Encourage desired training: This event encourages cardiorespiratory endurance training, which has demonstrated value for both health and combat performance.
It is for the same reason that events like the deadlift are relevant even when soldiers are unlikely to encounter hex bars or barbells on the battlefield. We could rely on face validity and suggest that it simulates lifting and carrying a litter to transport a casualty, but if we focus on construct validity we see that the lower body strength it tests is relevant to far more tasks soldiers will encounter in both their daily tasks and combat.

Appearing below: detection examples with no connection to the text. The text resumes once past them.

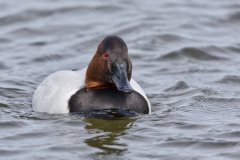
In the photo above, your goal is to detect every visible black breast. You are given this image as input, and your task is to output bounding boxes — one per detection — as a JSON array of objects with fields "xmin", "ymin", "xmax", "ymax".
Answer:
[{"xmin": 69, "ymin": 88, "xmax": 149, "ymax": 114}]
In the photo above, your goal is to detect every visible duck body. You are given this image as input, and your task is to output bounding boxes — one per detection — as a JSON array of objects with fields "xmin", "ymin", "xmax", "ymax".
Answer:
[
  {"xmin": 32, "ymin": 36, "xmax": 151, "ymax": 114},
  {"xmin": 32, "ymin": 68, "xmax": 151, "ymax": 114}
]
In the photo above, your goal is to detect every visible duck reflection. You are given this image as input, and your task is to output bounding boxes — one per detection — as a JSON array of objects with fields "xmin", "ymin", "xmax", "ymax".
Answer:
[{"xmin": 84, "ymin": 118, "xmax": 136, "ymax": 155}]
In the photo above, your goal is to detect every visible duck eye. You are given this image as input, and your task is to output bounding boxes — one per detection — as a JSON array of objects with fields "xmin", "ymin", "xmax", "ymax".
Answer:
[{"xmin": 103, "ymin": 53, "xmax": 109, "ymax": 59}]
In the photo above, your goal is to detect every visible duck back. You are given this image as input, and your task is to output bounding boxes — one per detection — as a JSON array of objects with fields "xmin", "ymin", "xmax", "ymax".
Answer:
[{"xmin": 68, "ymin": 88, "xmax": 150, "ymax": 114}]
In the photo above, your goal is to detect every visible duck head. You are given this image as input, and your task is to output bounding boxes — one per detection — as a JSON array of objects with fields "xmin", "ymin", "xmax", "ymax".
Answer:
[{"xmin": 85, "ymin": 36, "xmax": 133, "ymax": 93}]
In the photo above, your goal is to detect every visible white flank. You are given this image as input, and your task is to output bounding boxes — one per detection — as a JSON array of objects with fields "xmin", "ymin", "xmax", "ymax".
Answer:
[{"xmin": 32, "ymin": 68, "xmax": 151, "ymax": 114}]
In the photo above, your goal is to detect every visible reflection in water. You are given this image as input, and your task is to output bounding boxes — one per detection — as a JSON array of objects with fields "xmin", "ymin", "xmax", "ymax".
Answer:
[{"xmin": 84, "ymin": 118, "xmax": 136, "ymax": 155}]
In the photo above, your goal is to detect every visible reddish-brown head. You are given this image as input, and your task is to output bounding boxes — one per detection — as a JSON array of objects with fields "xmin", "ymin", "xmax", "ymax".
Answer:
[{"xmin": 85, "ymin": 36, "xmax": 133, "ymax": 92}]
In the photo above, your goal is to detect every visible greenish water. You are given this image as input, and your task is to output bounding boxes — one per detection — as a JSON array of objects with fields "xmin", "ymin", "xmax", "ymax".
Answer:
[{"xmin": 0, "ymin": 0, "xmax": 240, "ymax": 160}]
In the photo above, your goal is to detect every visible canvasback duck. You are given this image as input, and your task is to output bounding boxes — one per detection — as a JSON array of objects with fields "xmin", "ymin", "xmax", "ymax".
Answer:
[{"xmin": 32, "ymin": 36, "xmax": 151, "ymax": 114}]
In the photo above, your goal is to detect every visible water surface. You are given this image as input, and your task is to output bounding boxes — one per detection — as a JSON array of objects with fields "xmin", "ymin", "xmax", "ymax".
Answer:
[{"xmin": 0, "ymin": 0, "xmax": 240, "ymax": 160}]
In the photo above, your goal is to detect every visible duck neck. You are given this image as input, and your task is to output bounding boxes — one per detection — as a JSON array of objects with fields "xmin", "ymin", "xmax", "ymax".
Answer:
[{"xmin": 85, "ymin": 54, "xmax": 113, "ymax": 90}]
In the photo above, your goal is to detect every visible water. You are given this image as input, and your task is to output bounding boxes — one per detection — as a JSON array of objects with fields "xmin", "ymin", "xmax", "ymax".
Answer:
[{"xmin": 0, "ymin": 0, "xmax": 240, "ymax": 160}]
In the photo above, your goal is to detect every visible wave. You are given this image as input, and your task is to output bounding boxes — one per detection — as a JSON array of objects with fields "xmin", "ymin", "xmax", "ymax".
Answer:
[
  {"xmin": 158, "ymin": 46, "xmax": 227, "ymax": 61},
  {"xmin": 217, "ymin": 75, "xmax": 240, "ymax": 85}
]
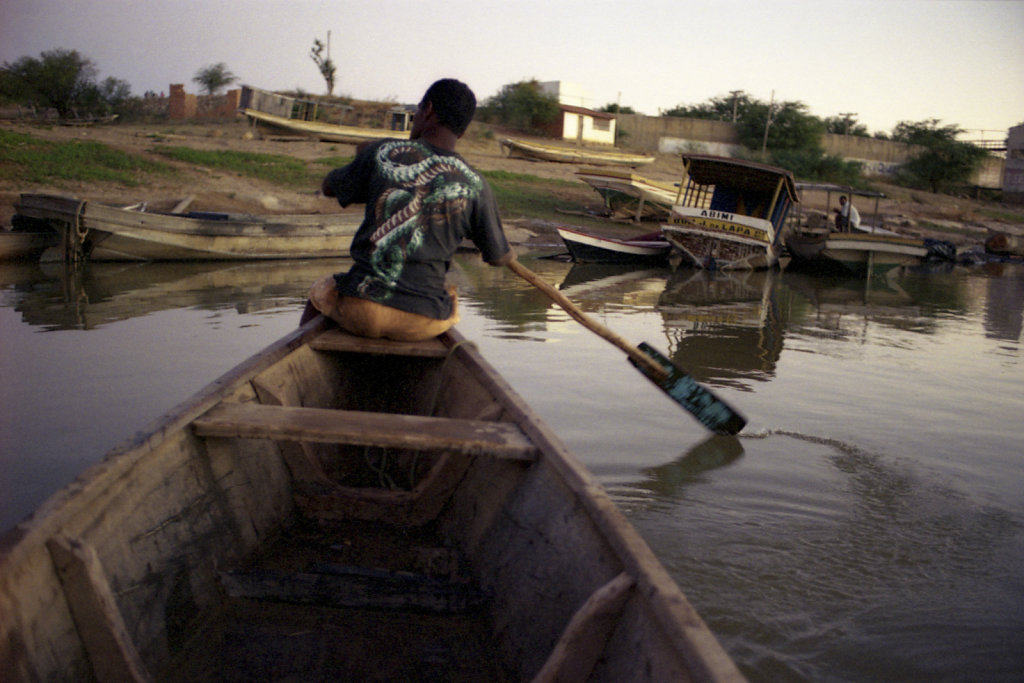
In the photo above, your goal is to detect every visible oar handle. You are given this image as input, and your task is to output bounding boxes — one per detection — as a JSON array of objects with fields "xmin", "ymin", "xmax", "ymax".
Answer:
[{"xmin": 508, "ymin": 259, "xmax": 669, "ymax": 381}]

Even the standing power throw, which suffers from the least face validity of all the ACFT test events, does have construct validity to back it up. Several studies (they mostly refer to it as the backward overhead medicine ball throw, or BOMB throw) conducted over the last twenty years in populations ranging from football players to firefighters contribute evidence that it is a reliable and reasonably valid assessment of total body power. It does have some notable drawbacks, especially a strong learning effect (indicating a large skill component), but it has performed favorably as a field expedient assessment of power.
There is no perfect fitness assessment, particularly for something as nebulous as combat, but some relatively simple criteria can help us understand what makes an assessment effective. Although face validity might lead us to choose combat simulations, an understanding of construct validity shows that testing components of fitness is more valuable. Most importantly, the results of these assessments must be used to guide training to improve health, safety, and performance.